Schwab found his share of quality players. He coached All-America selections Darcy Deutsch (1990), Sarah Cofer (1992), Brooke Treleaven (1996), Shantelle Rolle (1997), Cara Demaine (2001-02) and Rebecca Mercer (2005), plus countless other Mon-Dak all-conference selections.

There was more to basketball than just winning, though. “We never in my 25 years of coaching here lost a kid due to academic ineligibility,” Schwab said, obviously proud of the fact.

Things he’ll miss

Schwab is still teaching a few classes. But, as of May 15, he no longer will be a teacher, coach or athletic director. Danny Mertens, his assistant coach for the past several seasons, will take over Schwab’s duties as AD and head women’s basketball coach.

“There are things I’ll miss,” Schwab said. “The practices — even our last one, I enjoyed it. That’s a time for teaching. I really enjoyed that. I really enjoyed recruiting, the thousands of people you meet. I’ll miss that. And that feeling you get before every game, I’ll miss that.”

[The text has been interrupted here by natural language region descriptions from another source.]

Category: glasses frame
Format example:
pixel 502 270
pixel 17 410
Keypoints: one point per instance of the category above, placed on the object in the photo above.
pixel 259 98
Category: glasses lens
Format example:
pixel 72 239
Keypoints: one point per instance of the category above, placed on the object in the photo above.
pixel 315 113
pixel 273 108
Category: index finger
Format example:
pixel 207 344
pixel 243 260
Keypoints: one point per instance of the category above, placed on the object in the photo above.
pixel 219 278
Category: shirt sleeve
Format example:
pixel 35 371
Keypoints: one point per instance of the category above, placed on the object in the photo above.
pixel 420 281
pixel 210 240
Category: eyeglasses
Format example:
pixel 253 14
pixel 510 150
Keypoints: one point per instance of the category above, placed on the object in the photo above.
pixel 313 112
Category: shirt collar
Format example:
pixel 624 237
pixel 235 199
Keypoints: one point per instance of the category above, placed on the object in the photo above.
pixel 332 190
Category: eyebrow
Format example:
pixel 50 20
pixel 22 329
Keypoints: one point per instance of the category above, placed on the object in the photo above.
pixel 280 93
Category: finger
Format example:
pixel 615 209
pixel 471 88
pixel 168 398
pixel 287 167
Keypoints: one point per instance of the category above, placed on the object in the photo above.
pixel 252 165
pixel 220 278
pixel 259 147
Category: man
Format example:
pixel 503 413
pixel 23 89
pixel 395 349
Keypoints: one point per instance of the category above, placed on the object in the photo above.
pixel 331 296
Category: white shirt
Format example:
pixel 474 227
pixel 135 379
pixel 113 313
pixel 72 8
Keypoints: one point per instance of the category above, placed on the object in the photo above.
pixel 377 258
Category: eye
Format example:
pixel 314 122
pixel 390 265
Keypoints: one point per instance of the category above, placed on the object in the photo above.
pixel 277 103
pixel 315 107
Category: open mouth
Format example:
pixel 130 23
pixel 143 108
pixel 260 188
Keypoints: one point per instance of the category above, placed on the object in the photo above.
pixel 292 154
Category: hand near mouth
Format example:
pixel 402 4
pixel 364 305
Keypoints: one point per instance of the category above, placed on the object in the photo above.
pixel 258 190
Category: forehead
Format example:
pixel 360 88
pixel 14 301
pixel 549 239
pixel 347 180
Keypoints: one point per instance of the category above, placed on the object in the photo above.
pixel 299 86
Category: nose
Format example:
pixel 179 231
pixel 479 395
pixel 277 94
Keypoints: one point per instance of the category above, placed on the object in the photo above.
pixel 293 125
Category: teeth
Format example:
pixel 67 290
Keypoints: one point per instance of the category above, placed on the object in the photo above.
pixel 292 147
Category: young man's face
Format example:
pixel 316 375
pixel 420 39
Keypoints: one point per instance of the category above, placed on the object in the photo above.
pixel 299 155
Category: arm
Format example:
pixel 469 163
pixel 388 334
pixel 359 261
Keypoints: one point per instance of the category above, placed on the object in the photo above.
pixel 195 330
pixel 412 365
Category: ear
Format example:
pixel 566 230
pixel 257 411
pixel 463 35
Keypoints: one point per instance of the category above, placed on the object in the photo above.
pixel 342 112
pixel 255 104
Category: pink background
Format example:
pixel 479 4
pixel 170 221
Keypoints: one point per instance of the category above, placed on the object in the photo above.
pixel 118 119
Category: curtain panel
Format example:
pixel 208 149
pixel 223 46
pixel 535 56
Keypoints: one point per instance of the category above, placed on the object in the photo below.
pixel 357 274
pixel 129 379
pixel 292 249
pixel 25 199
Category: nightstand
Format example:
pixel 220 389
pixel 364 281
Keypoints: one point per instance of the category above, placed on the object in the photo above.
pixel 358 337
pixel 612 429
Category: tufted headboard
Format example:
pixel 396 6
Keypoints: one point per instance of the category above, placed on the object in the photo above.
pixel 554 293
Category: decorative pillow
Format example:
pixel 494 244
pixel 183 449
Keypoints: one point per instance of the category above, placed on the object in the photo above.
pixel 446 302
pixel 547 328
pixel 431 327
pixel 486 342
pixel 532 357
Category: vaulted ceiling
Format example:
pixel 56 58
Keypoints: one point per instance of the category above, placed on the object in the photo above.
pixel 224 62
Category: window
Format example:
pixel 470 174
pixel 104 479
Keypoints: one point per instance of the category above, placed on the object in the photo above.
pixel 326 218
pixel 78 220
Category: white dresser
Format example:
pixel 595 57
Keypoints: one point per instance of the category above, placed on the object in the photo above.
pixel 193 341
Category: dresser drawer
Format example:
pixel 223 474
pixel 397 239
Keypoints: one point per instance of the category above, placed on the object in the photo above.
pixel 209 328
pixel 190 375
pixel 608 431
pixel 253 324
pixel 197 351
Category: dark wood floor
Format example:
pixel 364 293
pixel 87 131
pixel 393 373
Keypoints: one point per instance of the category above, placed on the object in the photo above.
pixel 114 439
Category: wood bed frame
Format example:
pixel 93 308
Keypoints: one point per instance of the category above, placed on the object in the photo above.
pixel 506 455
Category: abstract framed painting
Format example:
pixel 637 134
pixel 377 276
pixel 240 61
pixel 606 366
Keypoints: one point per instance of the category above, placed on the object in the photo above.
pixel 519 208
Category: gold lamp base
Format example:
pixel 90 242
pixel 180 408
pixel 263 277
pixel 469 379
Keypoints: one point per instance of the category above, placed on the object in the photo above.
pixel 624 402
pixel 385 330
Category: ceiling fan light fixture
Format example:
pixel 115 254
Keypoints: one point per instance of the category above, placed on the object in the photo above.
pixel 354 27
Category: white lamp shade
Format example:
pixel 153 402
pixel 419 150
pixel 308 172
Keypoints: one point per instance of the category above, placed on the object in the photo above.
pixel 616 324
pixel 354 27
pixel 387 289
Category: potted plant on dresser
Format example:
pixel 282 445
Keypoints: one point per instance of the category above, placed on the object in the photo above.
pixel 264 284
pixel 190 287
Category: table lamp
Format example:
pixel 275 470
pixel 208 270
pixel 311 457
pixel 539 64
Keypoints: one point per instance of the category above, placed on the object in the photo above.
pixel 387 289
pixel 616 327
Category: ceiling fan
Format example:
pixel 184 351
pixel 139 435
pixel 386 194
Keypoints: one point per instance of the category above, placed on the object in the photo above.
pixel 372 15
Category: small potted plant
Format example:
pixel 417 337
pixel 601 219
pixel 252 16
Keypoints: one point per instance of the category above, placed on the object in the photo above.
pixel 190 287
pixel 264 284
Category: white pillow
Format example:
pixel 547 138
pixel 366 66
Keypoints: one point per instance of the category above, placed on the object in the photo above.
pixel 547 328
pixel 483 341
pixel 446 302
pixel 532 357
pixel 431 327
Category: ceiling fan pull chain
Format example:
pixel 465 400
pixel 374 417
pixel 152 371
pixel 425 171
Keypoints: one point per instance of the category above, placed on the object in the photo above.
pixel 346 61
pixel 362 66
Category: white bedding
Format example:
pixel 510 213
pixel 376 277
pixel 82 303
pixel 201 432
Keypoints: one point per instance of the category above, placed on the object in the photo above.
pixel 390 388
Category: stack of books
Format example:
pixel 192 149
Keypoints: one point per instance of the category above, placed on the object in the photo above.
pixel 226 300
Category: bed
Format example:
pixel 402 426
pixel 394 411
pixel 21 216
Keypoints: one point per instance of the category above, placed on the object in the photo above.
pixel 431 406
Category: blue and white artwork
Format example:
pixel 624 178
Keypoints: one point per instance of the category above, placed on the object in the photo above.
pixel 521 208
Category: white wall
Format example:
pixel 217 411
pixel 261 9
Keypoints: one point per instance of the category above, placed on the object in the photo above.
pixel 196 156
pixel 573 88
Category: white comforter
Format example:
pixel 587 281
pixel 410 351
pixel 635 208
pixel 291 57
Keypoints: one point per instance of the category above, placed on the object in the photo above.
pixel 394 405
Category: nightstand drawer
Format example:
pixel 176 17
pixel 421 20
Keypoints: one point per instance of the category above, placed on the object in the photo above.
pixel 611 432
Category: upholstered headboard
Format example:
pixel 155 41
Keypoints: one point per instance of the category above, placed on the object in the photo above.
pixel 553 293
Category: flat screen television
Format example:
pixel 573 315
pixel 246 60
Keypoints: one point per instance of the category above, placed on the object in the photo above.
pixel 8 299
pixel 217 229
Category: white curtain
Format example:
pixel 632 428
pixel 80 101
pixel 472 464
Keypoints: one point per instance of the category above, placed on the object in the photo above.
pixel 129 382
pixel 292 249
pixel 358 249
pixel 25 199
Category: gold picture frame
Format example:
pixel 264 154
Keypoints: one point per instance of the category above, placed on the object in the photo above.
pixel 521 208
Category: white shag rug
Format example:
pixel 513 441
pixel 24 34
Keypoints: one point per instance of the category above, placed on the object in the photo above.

What he won’t miss is the road trips. Bottineau was the closest opponent for Lake Region — that was 220 miles round trip. Bismarck was the next closest, a six-hour round trip.

“We did all our traveling by bus,” Schwab said. “I won’t miss that, going to a game, playing, then getting back on the bus and getting home at 2, 3, 4 in the morning.”

From a coaching standpoint, however, it has been one long, enjoyable ride for Schwab — especially when he nearly left the profession more than three decades ago. “Isn’t that crazy when you think about it,” Schwab said.